5. The method of Claim 1, wherein the allowing step produces viral antigens in mitochondria-like organelles in said host tissue in about 24 to about 48 hours.

6. The method of Claim 1, further comprising the step of introducing the isolated viral antigens into an animal to induce an immune response.

7. Viral antigens produced according to the method of Claim 1 and suitable for use in a vaccine.

8. Use of viral antigens produced according to the method of Claim 1 for preparation of a vaccine.

9. A method of producing viral antigens in vitro comprising the steps of:
providing a slice of organ tissue of about 2 cm x 2 cm x 260µm obtained from a nonhuman animal to serve as host tissue in in vitro culture, wherein the host tissue is rich in mitochondria;

transfecting said host tissue in vitro with a DNA vector comprising a recombinant viral DNA and a DNA sequence to allow expression of the recombinant viral DNA;
culturing said transfected host tissue in an in vitro dynamic organ culture system that provides for periodic immersion of said transfected host tissue in a tissue culture medium and further provides for gas exchange;
allowing said transfected tissue to remain in the dynamic organ culture for sufficient time to produce viral antigens; and isolating said viral antigens produced in vitro.

10. The method of Claim 9, wherein the providing step uses host tissue isolated from liver, kidney, pancreas or salivary gland organ tissue.

11. The method of Claim 9, wherein the providing step uses host tissue isolated from a nonhuman animal that is a rat, mouse, dog, chicken or frog.

12. The method of Claim 9, wherein the tranfecting step uses recombinant viral DNA
derived from nucleic acids in hepatitis B virus, hepatitis C virus or a combination thereof.

13. The method of Claim 9, wherein the transfecting step uses recombinant viral DNA
derived from nucleic acids in hepatitis B virus and inserted into a human virus DNA sequence coding for a nonstructural viral protein.

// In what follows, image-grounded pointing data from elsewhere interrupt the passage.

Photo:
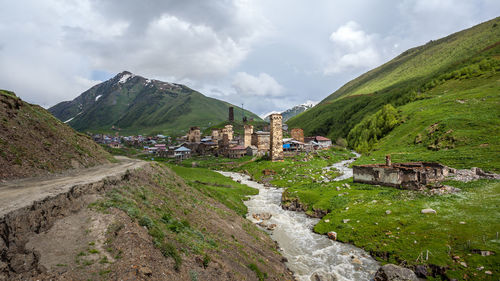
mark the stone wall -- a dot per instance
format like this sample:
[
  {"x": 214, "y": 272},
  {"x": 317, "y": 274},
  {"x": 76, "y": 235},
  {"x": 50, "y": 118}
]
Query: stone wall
[
  {"x": 231, "y": 114},
  {"x": 228, "y": 129},
  {"x": 297, "y": 134},
  {"x": 247, "y": 139},
  {"x": 215, "y": 135},
  {"x": 194, "y": 134},
  {"x": 276, "y": 137},
  {"x": 401, "y": 175}
]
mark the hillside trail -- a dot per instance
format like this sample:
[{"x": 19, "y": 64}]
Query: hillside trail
[{"x": 19, "y": 193}]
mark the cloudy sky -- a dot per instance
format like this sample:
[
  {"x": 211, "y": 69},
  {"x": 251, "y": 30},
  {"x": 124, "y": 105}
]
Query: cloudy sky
[{"x": 267, "y": 54}]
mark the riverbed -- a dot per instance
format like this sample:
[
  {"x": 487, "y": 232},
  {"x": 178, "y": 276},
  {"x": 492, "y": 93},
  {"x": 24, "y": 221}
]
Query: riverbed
[{"x": 310, "y": 256}]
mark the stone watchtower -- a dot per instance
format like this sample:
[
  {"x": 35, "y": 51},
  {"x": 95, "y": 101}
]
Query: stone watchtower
[
  {"x": 231, "y": 114},
  {"x": 276, "y": 142},
  {"x": 247, "y": 140}
]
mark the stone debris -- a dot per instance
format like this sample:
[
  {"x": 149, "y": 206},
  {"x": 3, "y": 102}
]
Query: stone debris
[
  {"x": 445, "y": 189},
  {"x": 428, "y": 211},
  {"x": 391, "y": 272},
  {"x": 271, "y": 226},
  {"x": 263, "y": 216}
]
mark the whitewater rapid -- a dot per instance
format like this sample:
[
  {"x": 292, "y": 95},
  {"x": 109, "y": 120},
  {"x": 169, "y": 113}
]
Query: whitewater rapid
[{"x": 310, "y": 256}]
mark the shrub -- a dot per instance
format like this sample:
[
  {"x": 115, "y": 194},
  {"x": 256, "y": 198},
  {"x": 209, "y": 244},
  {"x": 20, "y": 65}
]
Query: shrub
[{"x": 365, "y": 135}]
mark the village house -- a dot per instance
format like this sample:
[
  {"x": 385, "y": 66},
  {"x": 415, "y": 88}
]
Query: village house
[
  {"x": 261, "y": 140},
  {"x": 252, "y": 150},
  {"x": 401, "y": 175},
  {"x": 236, "y": 152},
  {"x": 182, "y": 153}
]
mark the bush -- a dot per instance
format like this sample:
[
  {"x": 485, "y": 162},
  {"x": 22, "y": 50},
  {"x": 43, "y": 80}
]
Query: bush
[{"x": 365, "y": 135}]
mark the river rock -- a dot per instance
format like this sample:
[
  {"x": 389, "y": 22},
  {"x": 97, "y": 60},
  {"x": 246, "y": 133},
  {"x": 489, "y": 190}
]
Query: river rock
[
  {"x": 428, "y": 211},
  {"x": 332, "y": 235},
  {"x": 356, "y": 261},
  {"x": 323, "y": 276},
  {"x": 421, "y": 271},
  {"x": 392, "y": 272}
]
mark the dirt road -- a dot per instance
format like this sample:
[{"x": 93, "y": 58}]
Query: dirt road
[{"x": 16, "y": 194}]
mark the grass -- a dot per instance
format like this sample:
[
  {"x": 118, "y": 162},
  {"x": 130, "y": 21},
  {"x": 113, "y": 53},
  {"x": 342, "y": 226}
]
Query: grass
[
  {"x": 217, "y": 186},
  {"x": 408, "y": 78},
  {"x": 260, "y": 275},
  {"x": 457, "y": 124},
  {"x": 465, "y": 221}
]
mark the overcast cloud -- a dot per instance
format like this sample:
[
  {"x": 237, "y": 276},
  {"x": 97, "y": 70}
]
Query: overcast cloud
[{"x": 269, "y": 55}]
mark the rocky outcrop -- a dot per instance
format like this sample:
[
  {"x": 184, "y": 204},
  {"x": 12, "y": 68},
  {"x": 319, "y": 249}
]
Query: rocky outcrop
[
  {"x": 391, "y": 272},
  {"x": 17, "y": 226}
]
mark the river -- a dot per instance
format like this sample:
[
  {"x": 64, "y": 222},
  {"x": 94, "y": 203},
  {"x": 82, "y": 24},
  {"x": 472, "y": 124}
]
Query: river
[{"x": 310, "y": 256}]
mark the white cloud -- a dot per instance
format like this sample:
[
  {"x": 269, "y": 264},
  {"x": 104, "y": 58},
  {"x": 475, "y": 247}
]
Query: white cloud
[
  {"x": 354, "y": 49},
  {"x": 262, "y": 85}
]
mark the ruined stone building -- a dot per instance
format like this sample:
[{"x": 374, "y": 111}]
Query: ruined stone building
[
  {"x": 215, "y": 135},
  {"x": 401, "y": 175},
  {"x": 297, "y": 134},
  {"x": 194, "y": 134},
  {"x": 231, "y": 114},
  {"x": 247, "y": 138},
  {"x": 228, "y": 129},
  {"x": 276, "y": 137}
]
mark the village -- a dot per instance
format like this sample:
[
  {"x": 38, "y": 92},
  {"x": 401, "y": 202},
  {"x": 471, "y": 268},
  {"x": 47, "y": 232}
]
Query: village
[{"x": 224, "y": 142}]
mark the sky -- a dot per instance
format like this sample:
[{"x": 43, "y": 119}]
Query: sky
[{"x": 268, "y": 55}]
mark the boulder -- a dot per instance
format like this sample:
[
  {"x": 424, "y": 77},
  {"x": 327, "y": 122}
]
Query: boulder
[
  {"x": 323, "y": 276},
  {"x": 428, "y": 211},
  {"x": 392, "y": 272},
  {"x": 421, "y": 271},
  {"x": 332, "y": 235}
]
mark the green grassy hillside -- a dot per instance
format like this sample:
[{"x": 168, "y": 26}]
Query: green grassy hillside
[
  {"x": 33, "y": 142},
  {"x": 445, "y": 96},
  {"x": 137, "y": 105}
]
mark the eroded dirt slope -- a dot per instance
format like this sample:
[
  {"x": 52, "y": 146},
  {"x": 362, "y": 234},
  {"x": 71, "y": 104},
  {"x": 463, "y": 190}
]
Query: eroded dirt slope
[
  {"x": 33, "y": 142},
  {"x": 149, "y": 225}
]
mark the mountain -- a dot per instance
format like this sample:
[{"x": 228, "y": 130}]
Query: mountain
[
  {"x": 291, "y": 112},
  {"x": 33, "y": 142},
  {"x": 296, "y": 110},
  {"x": 436, "y": 102},
  {"x": 137, "y": 105}
]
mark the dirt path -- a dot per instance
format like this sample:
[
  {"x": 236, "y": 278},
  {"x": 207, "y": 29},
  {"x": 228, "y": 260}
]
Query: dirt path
[{"x": 16, "y": 194}]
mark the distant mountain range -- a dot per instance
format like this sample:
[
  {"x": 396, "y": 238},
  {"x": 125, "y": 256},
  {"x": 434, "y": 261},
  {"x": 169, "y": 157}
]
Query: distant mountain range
[
  {"x": 291, "y": 112},
  {"x": 34, "y": 143},
  {"x": 133, "y": 104}
]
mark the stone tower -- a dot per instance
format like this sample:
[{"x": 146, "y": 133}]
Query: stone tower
[
  {"x": 231, "y": 114},
  {"x": 194, "y": 134},
  {"x": 297, "y": 134},
  {"x": 247, "y": 141},
  {"x": 276, "y": 142}
]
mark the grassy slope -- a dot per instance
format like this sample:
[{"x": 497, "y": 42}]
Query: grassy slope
[
  {"x": 217, "y": 186},
  {"x": 33, "y": 142},
  {"x": 470, "y": 108},
  {"x": 396, "y": 82},
  {"x": 189, "y": 225},
  {"x": 139, "y": 107}
]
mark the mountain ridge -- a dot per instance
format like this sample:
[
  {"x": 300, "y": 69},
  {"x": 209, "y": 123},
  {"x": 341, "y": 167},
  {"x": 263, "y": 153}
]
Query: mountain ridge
[{"x": 135, "y": 104}]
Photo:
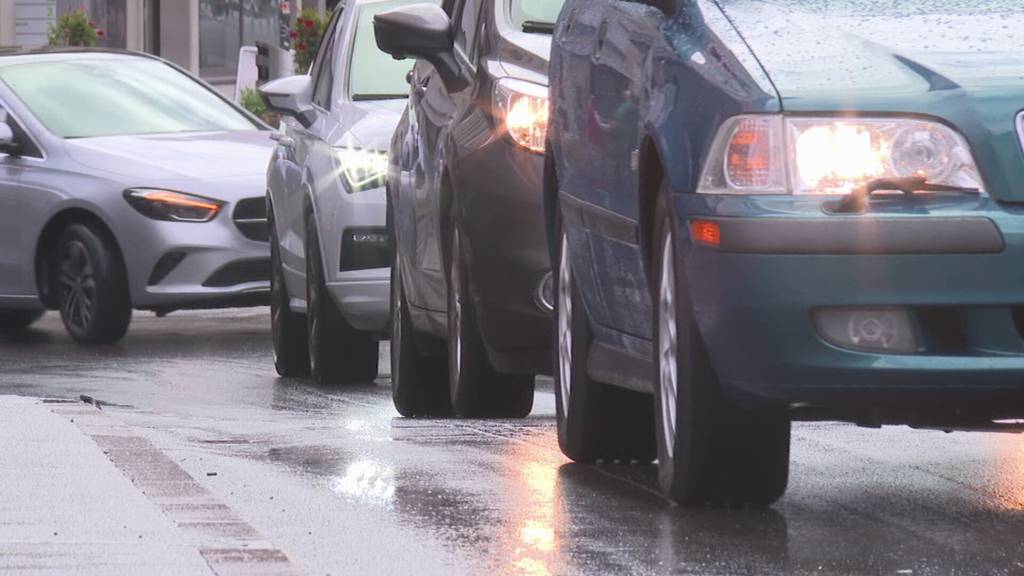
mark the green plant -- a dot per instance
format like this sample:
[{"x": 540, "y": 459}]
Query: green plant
[
  {"x": 252, "y": 101},
  {"x": 74, "y": 29},
  {"x": 306, "y": 35}
]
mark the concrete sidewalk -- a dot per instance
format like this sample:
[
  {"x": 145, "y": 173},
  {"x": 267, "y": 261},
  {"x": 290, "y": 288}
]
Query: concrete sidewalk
[{"x": 81, "y": 493}]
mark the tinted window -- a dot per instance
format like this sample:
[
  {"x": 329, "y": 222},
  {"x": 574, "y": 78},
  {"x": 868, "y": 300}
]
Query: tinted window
[
  {"x": 466, "y": 34},
  {"x": 325, "y": 74},
  {"x": 28, "y": 145},
  {"x": 105, "y": 96},
  {"x": 535, "y": 10},
  {"x": 372, "y": 74}
]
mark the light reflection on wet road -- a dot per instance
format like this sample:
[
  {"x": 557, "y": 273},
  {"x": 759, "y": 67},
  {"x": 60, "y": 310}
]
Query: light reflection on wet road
[{"x": 343, "y": 485}]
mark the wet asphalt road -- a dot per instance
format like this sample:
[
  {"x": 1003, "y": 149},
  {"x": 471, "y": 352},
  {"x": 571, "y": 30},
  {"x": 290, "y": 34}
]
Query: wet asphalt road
[{"x": 342, "y": 485}]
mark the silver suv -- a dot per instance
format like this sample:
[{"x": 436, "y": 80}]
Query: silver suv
[{"x": 330, "y": 248}]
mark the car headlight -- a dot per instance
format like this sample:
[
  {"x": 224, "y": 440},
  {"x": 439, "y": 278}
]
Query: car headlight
[
  {"x": 172, "y": 206},
  {"x": 771, "y": 154},
  {"x": 361, "y": 168},
  {"x": 523, "y": 110}
]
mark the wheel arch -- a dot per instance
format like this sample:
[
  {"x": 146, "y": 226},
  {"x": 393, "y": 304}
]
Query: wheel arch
[
  {"x": 49, "y": 236},
  {"x": 651, "y": 173}
]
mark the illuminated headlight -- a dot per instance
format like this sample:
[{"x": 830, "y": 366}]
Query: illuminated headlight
[
  {"x": 779, "y": 155},
  {"x": 361, "y": 168},
  {"x": 172, "y": 206},
  {"x": 523, "y": 108}
]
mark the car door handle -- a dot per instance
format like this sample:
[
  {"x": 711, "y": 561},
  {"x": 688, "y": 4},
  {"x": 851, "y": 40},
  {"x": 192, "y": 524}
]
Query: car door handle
[
  {"x": 602, "y": 32},
  {"x": 282, "y": 139},
  {"x": 421, "y": 88}
]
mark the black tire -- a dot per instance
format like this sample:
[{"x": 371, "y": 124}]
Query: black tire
[
  {"x": 338, "y": 353},
  {"x": 477, "y": 389},
  {"x": 17, "y": 320},
  {"x": 291, "y": 355},
  {"x": 596, "y": 421},
  {"x": 717, "y": 452},
  {"x": 91, "y": 285},
  {"x": 419, "y": 382}
]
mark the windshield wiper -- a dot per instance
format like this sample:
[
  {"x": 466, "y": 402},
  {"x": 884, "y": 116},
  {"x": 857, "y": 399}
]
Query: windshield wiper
[
  {"x": 857, "y": 200},
  {"x": 363, "y": 97},
  {"x": 538, "y": 27}
]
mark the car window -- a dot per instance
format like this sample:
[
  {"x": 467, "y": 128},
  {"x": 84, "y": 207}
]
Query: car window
[
  {"x": 373, "y": 74},
  {"x": 465, "y": 36},
  {"x": 324, "y": 79},
  {"x": 29, "y": 147},
  {"x": 82, "y": 96},
  {"x": 539, "y": 11}
]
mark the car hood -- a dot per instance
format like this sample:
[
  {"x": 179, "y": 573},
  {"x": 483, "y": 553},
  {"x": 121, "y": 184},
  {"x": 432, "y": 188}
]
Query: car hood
[
  {"x": 865, "y": 52},
  {"x": 960, "y": 62},
  {"x": 525, "y": 55},
  {"x": 370, "y": 123},
  {"x": 199, "y": 156}
]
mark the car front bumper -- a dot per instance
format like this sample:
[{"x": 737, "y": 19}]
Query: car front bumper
[
  {"x": 193, "y": 265},
  {"x": 953, "y": 263}
]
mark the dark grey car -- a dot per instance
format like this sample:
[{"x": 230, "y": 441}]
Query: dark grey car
[{"x": 471, "y": 272}]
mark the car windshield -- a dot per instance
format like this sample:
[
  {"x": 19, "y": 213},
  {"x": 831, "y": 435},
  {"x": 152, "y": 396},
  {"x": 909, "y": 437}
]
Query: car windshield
[
  {"x": 373, "y": 74},
  {"x": 85, "y": 97},
  {"x": 534, "y": 11}
]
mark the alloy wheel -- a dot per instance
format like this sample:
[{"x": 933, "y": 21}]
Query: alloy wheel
[
  {"x": 668, "y": 343},
  {"x": 78, "y": 285},
  {"x": 564, "y": 325}
]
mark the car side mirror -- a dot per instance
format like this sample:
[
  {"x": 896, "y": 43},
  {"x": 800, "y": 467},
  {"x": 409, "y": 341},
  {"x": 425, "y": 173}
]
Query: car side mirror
[
  {"x": 424, "y": 32},
  {"x": 8, "y": 144},
  {"x": 291, "y": 96}
]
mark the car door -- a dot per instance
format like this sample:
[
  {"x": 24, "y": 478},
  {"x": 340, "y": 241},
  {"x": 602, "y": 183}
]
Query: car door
[
  {"x": 435, "y": 108},
  {"x": 625, "y": 35},
  {"x": 301, "y": 157},
  {"x": 17, "y": 179}
]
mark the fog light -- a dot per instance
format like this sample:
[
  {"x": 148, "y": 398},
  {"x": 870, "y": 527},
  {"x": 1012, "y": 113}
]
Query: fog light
[
  {"x": 877, "y": 329},
  {"x": 545, "y": 293}
]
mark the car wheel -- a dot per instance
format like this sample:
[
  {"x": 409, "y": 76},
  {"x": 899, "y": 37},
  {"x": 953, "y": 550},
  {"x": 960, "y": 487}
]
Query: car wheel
[
  {"x": 91, "y": 286},
  {"x": 291, "y": 357},
  {"x": 596, "y": 421},
  {"x": 15, "y": 320},
  {"x": 710, "y": 450},
  {"x": 418, "y": 381},
  {"x": 477, "y": 389},
  {"x": 338, "y": 353}
]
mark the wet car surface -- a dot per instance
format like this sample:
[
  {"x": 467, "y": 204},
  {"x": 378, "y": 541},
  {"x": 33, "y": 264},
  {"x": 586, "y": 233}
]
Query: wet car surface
[{"x": 341, "y": 484}]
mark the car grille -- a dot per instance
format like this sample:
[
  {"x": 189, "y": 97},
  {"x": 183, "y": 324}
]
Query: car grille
[
  {"x": 240, "y": 272},
  {"x": 250, "y": 217}
]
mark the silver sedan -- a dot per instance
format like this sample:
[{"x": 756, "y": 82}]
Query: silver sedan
[{"x": 125, "y": 183}]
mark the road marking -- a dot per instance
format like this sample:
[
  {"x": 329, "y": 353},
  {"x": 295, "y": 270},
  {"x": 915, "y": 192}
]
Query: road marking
[{"x": 227, "y": 543}]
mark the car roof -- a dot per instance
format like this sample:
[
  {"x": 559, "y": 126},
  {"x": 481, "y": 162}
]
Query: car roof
[{"x": 17, "y": 55}]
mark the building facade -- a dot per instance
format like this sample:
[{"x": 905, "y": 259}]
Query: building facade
[{"x": 203, "y": 36}]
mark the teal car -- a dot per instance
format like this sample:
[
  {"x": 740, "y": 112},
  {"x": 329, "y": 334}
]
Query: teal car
[{"x": 766, "y": 211}]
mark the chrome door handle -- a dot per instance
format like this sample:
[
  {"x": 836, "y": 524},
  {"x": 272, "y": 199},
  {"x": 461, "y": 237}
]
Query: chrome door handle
[{"x": 282, "y": 139}]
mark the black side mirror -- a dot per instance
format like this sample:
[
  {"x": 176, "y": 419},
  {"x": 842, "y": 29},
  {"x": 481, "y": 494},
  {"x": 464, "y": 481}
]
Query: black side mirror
[
  {"x": 421, "y": 31},
  {"x": 8, "y": 142}
]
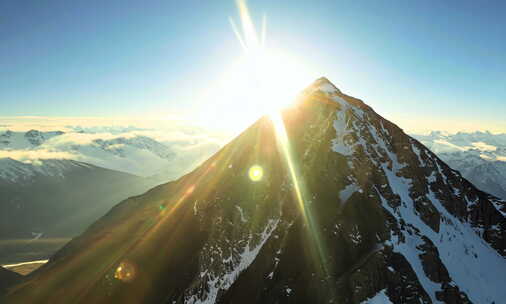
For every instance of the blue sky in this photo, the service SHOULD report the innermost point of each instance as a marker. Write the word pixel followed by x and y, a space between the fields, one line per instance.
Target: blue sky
pixel 422 64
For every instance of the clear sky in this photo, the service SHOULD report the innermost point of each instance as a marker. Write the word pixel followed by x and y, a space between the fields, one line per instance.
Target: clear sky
pixel 422 64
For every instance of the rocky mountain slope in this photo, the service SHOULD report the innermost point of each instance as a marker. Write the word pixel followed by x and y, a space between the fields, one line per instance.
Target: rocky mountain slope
pixel 479 156
pixel 339 207
pixel 8 279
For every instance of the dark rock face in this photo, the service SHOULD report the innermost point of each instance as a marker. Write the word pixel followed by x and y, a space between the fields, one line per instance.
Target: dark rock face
pixel 8 279
pixel 349 208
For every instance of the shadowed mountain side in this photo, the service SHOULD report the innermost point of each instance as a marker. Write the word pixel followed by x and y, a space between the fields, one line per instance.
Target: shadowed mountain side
pixel 62 204
pixel 348 208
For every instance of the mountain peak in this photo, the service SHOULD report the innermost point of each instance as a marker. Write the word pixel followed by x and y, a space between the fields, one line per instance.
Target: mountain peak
pixel 323 84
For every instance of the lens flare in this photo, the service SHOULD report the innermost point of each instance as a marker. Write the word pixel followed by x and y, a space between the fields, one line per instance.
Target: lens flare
pixel 256 173
pixel 125 272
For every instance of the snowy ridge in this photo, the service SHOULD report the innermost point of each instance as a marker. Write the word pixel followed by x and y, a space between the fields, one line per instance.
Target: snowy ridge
pixel 15 171
pixel 471 263
pixel 239 259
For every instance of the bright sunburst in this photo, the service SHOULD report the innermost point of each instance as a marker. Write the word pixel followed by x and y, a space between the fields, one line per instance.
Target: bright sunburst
pixel 271 77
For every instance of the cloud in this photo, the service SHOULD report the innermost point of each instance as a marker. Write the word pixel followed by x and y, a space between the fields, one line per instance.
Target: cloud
pixel 483 146
pixel 31 156
pixel 189 143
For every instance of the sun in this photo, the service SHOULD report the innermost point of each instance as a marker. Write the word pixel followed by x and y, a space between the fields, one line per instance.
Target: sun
pixel 256 173
pixel 271 78
pixel 261 81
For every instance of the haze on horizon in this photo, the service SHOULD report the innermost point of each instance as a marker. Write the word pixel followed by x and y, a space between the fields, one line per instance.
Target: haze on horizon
pixel 425 65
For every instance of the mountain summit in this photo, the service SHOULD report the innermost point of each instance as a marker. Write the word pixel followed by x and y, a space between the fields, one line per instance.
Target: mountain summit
pixel 328 203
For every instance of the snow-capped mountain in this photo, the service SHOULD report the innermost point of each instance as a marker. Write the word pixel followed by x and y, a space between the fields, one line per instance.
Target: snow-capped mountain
pixel 330 203
pixel 59 197
pixel 14 171
pixel 117 149
pixel 479 156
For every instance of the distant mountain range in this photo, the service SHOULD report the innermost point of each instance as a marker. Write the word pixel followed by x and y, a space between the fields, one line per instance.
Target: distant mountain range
pixel 121 150
pixel 479 156
pixel 58 197
pixel 328 203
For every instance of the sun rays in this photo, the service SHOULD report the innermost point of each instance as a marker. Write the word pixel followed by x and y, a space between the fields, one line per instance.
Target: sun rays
pixel 256 51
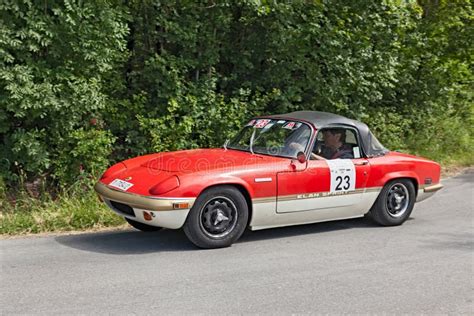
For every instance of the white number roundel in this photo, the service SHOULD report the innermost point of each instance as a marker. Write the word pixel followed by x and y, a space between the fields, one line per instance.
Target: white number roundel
pixel 343 175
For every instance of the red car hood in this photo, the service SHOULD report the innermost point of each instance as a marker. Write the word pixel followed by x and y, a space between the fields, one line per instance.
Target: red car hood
pixel 202 160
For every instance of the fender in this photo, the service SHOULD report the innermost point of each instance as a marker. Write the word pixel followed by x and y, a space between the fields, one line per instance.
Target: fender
pixel 229 180
pixel 399 174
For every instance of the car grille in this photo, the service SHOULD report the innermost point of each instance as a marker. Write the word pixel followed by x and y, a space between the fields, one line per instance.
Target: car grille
pixel 123 208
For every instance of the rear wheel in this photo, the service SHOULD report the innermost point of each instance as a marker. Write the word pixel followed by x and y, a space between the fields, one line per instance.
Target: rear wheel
pixel 141 226
pixel 395 203
pixel 218 218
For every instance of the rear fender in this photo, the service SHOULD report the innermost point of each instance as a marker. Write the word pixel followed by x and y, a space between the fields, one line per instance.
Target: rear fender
pixel 400 174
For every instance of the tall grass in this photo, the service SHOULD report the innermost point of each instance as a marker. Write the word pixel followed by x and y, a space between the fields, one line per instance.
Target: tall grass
pixel 76 208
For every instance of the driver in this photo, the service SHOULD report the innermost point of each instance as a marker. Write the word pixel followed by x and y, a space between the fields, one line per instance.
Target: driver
pixel 334 146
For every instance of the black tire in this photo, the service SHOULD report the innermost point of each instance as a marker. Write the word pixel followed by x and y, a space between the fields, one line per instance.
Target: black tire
pixel 142 227
pixel 394 203
pixel 218 217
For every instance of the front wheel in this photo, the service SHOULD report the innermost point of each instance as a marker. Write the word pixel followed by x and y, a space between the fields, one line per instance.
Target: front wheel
pixel 394 203
pixel 218 218
pixel 141 226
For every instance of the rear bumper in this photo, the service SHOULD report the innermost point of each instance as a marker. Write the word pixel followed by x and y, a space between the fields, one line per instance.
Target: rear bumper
pixel 428 191
pixel 161 212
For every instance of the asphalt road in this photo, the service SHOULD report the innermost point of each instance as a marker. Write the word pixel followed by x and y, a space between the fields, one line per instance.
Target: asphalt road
pixel 352 266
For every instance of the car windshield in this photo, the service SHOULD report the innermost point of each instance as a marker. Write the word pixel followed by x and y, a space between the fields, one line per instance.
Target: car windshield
pixel 272 137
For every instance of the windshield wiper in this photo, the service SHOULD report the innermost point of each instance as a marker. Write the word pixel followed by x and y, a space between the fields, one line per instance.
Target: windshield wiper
pixel 252 140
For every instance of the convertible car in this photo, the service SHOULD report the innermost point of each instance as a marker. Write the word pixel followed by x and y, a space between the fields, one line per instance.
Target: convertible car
pixel 290 169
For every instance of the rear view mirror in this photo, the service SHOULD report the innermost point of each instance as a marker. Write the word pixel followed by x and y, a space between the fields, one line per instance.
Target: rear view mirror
pixel 301 157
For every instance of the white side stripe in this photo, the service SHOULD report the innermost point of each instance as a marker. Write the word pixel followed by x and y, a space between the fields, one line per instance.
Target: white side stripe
pixel 263 179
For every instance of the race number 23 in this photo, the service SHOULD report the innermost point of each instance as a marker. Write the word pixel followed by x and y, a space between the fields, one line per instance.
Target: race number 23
pixel 343 175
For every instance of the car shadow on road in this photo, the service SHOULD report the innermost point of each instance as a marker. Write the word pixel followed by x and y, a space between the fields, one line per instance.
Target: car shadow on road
pixel 168 240
pixel 128 242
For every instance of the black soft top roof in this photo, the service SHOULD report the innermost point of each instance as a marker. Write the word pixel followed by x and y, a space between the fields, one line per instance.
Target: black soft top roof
pixel 370 144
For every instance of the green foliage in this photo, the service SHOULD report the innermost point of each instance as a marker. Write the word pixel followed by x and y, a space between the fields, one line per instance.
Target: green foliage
pixel 87 83
pixel 55 58
pixel 78 208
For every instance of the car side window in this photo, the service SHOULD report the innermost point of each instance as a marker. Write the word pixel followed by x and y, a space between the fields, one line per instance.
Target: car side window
pixel 337 143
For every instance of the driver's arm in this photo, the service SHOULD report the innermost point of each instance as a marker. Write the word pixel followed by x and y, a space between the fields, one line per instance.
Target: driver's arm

14. The method of Claim 9, wherein the allowing step produces viral antigens in mitochondria-like organelles in said host tissue in about 24 to about 48 hours.

15. The method of Claim 9, further comprising the step of infecting or transfecting said host tissue with a helper virus.

16. Viral antigens produced according to the method of Claim 9 and suitable for use in a vaccine.

17. Use of viral antigens produced according to the method of Claim 9 for preparation of a vaccine.